The joke about property rights is this: If I’m taking you, consensually, on a ride in my helicopter, it is also true that I remain owner of the helicopter and, as the owner of my property, can freely evict trespassers from it. So suppose that I change my mind about giving you a ride and cancel the contract. You then become a trespasser on my helicopter, and I can evict you, such as by pushing you off of it. Pushing you does no direct damage to your body, which, of course, remains your body via self-ownership, and is generally unharmed by being pushed. This was a minimal, least-harm intervention to quickly evict you, and it does not aggress against anything you legitimately own; you own your body, not anything surrounding it. It is no concern of mine what the ground will do to you once you’re out.

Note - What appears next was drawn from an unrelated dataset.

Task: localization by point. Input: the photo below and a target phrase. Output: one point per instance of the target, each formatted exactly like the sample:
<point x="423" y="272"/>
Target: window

This stuff is funny, but it seems clear that no libertarian judiciary would let me off the hook for pushing you out of my helicopter. There are many things it might do instead, but here’s what it would do in my personal libertarian utopia: If the agreement for the helicopter ride was informal, then they might decide that, as a general unspoken part of such informal ride-agreements, I agreed to reimburse any damage to your body that happened due to me negligently letting you fall off of it, payable either to you if you survive, or to those named in your will if you don’t, or to your relatives if there is no such will, etc. I would then be punished by being saddled with a big debt to pay for the entire estimated value of your life, which is, basically, what would be done to any murderer; the gap between the treatment of my conduct and the treatment of murder is thus closed. If I had asked you to sign a written formal contract explicitly waiving such damages, I wouldn’t have this problem, but then you’d be a fool to sign it. So much, then, for the helicopter joke. This post was actually about something else.

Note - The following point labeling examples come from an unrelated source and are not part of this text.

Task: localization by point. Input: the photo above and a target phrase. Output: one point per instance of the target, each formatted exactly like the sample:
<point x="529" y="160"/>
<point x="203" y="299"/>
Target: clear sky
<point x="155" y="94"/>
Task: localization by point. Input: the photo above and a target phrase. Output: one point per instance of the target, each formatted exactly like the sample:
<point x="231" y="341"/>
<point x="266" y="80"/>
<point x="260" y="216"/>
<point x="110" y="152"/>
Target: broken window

I was talking to Tetraspace about politics, and I thought of a moral dilemma that I’m calling the “enslaved pilot”, which I think is interesting because of the contrast between very starkly rights-based moral theories such as libertarianism, and other more eclectic theories. In the hypothetical, an airline company has somehow enslaved a man and made him work as a pilot, so that he has to work the flights they tell him to work, or else they beat him up, or abuse him horribly in other ways. As soon as he lands somewhere, there are keepers who chain him and prevent him from running away. He hates this life, so he has the idea of jumping off and parachuting mid-flight to escape slavery—this way, the airline people can’t catch him. However, this sends a plane full of passengers probably flying to their deaths. Supposing that such an enslaved pilot hypothetically did exist and did act in this way, it is then interesting to think of how different moral and legal theories would evaluate the pilot’s conduct.

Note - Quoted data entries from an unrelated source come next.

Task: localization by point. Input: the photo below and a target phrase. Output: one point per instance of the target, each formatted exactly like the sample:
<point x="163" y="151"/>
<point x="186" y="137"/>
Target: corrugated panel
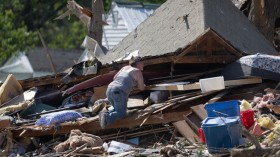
<point x="121" y="21"/>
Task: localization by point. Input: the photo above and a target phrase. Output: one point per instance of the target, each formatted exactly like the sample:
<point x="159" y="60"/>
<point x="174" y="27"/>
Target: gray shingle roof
<point x="176" y="23"/>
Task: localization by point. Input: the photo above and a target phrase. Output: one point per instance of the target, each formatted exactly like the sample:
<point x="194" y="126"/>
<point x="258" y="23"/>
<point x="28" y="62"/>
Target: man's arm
<point x="140" y="80"/>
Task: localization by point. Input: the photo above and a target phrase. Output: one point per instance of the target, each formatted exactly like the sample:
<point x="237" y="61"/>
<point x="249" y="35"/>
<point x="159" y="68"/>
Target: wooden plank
<point x="178" y="87"/>
<point x="100" y="92"/>
<point x="92" y="124"/>
<point x="209" y="45"/>
<point x="218" y="97"/>
<point x="243" y="81"/>
<point x="196" y="85"/>
<point x="135" y="101"/>
<point x="199" y="111"/>
<point x="185" y="130"/>
<point x="206" y="59"/>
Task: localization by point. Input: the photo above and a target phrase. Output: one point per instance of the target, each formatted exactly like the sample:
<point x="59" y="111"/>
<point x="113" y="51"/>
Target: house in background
<point x="18" y="65"/>
<point x="191" y="32"/>
<point x="62" y="60"/>
<point x="123" y="18"/>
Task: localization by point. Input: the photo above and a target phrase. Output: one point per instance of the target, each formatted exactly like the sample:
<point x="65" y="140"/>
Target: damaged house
<point x="181" y="43"/>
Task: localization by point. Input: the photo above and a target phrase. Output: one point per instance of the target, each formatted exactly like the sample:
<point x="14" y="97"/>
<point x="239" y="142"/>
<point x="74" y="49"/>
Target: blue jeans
<point x="118" y="100"/>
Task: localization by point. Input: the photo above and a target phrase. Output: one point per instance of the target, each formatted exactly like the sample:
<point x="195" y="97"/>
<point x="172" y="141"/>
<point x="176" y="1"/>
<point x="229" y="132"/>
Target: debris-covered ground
<point x="209" y="92"/>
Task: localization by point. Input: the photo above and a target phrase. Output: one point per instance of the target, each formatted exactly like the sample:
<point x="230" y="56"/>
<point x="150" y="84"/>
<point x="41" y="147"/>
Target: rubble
<point x="168" y="118"/>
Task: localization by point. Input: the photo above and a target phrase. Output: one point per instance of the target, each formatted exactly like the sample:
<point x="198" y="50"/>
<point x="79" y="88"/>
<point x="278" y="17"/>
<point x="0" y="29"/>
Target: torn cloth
<point x="77" y="139"/>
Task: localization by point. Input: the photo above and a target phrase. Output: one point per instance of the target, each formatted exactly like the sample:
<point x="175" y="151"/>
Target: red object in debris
<point x="247" y="118"/>
<point x="201" y="135"/>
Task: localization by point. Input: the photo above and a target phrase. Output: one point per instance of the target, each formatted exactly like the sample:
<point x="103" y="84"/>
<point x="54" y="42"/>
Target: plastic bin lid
<point x="217" y="121"/>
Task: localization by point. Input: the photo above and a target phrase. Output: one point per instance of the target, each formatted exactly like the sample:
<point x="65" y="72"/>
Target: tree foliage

Obviously, consequentialists think the pilot did something bad because of the many people’s deaths, although it is unclear what they should think about his culpability as compared with the airline company’s, which is never a very clear notion in their theories. The proportionality clause in the traditional doctrine of double-effect also seems to decide that the pilot’s own action is bad, although it’s unclear if the action is murder or some lesser form of homicide. But I believe that a libertarian or, more generally, a starkly rights-based moral/legal theory would say at minimum, in favor of the pilot, that what he did, even if wrong, is not murder, and shouldn’t be punished as such; although in most places it is likely that the law disagrees.
I do not think the two sources I linked are the only possible interpretation of libertarianism – indeed, my ideal libertarian utopia itself differs from it in some respects – but I do take other interpretations less seriously (as libertarian) the more they differ from the general broad outlook in these sources. Some libertarians who agree with my interpretation of libertarianism might disagree with my judgment of what it says about this case: they might say that the pilot does commit murder, because he violates the nonaggression axiom by effectively turning the plane into a high-powered projectile aimed at the innocent, nonaggressing passengers. I believe that he does not do this, because as an enslaved captive in the airplane, he has no more obligation to maintain it than anyone else does. As to what my personal libertarian utopia would do, of course, it all depends on what sorts of financial penalty are included in the contract between passengers and airline, which, in this case, is probably formal and written and explicit. At any rate, the enslaved pilot is a case of sharp disagreement between libertarianism and moral/legal theories which are more eclectic, and less starkly rights-based.
As an aside, the case is also an illustration of how it becomes simply less economical to own slaves, as opposed to hiring voluntary workers, the more a society is rich and has to manage high-value capital goods. By using an enslaved pilot, the airline company is risking a plane crash, and all connected liabilities, in a way that they wouldn’t risk if they had instead hired a free man.